Legal action would be costly and unlikely to succeed, and there was still more uncertainty, Laura said. “I don’t know what he will do to me if he receives the warning letter,” she said, noting that the two had not been in touch since they were at university.

Their relationship ended acrimoniously, but she does not know why he decided to shoot and upload the video. “Pretty sure it was not for money,” she said.

Despite the challenges she has faced on her own, Laura is adamant that she will not take the case to the authorities. She said she doubted the “police’s professionalism”, arguing that the procedures often do not take survivors’ mental health into account.

“I bet every victim would want those who threatened them, disseminated the film or shot the film to be caught and jailed,” Laura said. But “when reporting it, going through the judicial process and waiting for the verdict, you need to watch the video again countless times, or go into details about it”, she said, adding that this would lead to her suffering “secondary harm”.

“I’m also worried that it may bring up details I don’t wish to remember.”

Continuous threat

PHOTO: South China Morning Post

Survivors in multiple jurisdictions who decided to report their cases said they had encountered issues such as ill-prepared officers, interviews conducted in inappropriate circumstances, and a lack of support.

After Crystal*, a 20-year-old student from Hong Kong, broke up with her boyfriend last year, she faced a barrage of threats from him.
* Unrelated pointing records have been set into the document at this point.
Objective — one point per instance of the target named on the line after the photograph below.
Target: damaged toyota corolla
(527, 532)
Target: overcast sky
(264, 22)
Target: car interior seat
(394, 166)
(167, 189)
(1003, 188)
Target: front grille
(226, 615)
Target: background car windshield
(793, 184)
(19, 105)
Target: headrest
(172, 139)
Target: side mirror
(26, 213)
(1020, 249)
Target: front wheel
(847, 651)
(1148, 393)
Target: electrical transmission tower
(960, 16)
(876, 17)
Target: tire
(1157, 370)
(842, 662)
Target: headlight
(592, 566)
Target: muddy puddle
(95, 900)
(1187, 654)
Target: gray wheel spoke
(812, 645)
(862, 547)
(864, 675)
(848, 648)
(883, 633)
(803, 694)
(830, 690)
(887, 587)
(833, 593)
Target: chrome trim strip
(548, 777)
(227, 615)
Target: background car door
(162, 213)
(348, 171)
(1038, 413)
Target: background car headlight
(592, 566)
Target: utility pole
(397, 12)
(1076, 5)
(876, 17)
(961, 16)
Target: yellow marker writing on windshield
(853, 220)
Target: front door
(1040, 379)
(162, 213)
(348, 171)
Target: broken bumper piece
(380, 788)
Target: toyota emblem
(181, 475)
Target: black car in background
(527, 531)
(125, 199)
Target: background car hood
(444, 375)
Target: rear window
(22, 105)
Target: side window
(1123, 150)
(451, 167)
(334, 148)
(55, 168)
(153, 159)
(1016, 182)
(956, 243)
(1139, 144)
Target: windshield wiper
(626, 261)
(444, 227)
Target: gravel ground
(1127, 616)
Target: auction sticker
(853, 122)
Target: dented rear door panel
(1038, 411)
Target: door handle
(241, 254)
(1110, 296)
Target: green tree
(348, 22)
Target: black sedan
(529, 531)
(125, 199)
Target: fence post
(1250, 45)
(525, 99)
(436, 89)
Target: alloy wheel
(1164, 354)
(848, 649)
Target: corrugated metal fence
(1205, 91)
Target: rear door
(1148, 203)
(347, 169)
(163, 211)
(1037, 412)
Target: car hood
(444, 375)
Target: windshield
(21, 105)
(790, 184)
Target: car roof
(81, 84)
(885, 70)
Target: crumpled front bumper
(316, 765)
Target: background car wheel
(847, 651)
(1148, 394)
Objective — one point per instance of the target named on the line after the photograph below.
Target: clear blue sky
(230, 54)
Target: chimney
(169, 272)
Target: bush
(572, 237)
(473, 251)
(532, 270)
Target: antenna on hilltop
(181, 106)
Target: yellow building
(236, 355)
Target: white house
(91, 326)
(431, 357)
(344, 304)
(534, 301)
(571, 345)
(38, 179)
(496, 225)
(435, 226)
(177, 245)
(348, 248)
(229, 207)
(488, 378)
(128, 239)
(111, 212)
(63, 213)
One came in form of a link to a cloud-based folder containing intimate images of her, followed by text messages saying “I have got everything ready” and “I will have fun with them slowly”.

She decided to report the case to the police; the perpetrator was eventually invited by the authorities to assist in the investigation, but he was not arrested.

“I expected that making a report could help stop this kind of threat, but not only [did it not help], it also sent my ex-boyfriend a signal that what he did is allowed by the law,” Crystal said.

She was also told that the evidence she had, such as the text messages from her ex-boyfriend, was too weak for him to be prosecuted for criminal intimidation.

The photographs of her are still in the folder – and she does not know who else has access to it.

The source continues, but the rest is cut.